ROANOKE CO., Va.—Hundreds of diplomas were being handed out at the Salem Civic Center.
Five Roanoke County schools held their graduations Friday; four of them were at the Salem Civic Center.
As we found out Roanoke County, has five distinctive graduations.
A job well done as more than 11-hundred high school seniors graduate from Roanoke County.
It's a day that's both joyous and sometimes sad.
"When they played the video at the end I was kinda like awww and then the sad songs I was like now," said Caitlin Reagan, a Cave Spring High School Graduate. "I kinda teared up a little bit."

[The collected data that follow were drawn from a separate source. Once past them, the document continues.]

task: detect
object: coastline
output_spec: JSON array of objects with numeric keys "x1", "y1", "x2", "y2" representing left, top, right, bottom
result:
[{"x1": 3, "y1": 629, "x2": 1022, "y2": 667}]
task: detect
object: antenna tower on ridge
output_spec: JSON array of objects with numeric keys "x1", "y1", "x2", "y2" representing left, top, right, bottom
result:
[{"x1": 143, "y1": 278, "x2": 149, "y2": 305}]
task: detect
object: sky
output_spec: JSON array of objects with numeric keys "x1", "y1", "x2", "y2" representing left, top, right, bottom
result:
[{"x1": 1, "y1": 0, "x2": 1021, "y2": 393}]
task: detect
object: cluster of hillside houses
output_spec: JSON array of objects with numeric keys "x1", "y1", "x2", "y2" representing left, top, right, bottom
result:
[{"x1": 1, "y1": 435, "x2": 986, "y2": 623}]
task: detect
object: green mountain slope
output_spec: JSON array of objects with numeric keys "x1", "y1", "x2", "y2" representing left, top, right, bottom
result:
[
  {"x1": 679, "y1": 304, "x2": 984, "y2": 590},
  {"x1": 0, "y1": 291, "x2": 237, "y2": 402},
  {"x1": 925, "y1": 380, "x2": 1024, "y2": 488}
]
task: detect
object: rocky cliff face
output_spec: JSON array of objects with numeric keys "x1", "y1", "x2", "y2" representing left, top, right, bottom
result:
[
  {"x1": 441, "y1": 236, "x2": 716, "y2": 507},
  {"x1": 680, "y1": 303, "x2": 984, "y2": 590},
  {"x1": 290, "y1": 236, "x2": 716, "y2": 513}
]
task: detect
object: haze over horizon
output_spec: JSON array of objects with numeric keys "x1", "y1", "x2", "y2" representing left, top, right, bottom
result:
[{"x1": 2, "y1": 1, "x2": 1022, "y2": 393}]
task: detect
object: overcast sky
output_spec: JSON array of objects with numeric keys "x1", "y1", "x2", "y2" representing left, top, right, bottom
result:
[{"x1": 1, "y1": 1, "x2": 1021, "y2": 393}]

Roanoke County has five high schools and each one has traditions that make graduation uniquely their own.
Whereas most hold ceremonies inside the Salem Civic Center, Glenvar High School has theirs outside in its football stadium.
And since they are the Highlanders, bagpipes play during the processional.
"They're a little cheesy but I mean they're different. No other school plays the bagpipes," said Zahia Almajaoi, a new Glenvar High School graduate.
Said Tyler Haynie, a Glenvar High School Graduate: "They're pretty cool but they get kinda annoying every once in a while. I'm not going to lie."
At Cave Spring High School's graduation, when a student picks up their diploma, a projector shows the graduate's picture and lists what they're doing next.
"It was really special. I was glad that our pictures were up there," said Jessica Wells, a Cave Spring High School graduate.
"It made me feel good about myself because I accomplished a lot over the four years," Anthony Simmons, Cave Spring High School graduate.
For Hidden Valley High School, the Titan 12 plays a big part during the ceremonies. It's a group of students who are chosen to be ambassadors to represent the school.
"I think it makes us pretty special and I think we stand out," Cheyenne Drewery, a Hidden Valley High School graduate.
Said Jimmy Howe, a Hidden Valley High School graduate: "We're a new school so we're trying to build on new traditions and maybe make new paths for traditions in the future."
Northside High School has the ring of professors. At the end of graduation, the teachers line up and personally congratulate each of the graduates.
Administrators hope these traditions will stay with all them for years to come.
As for William Byrd High School, nothing special there.
The principal says they like to do things the old fashioned way because Byrd is one of the oldest continuous high schools in the Roanoke Valley.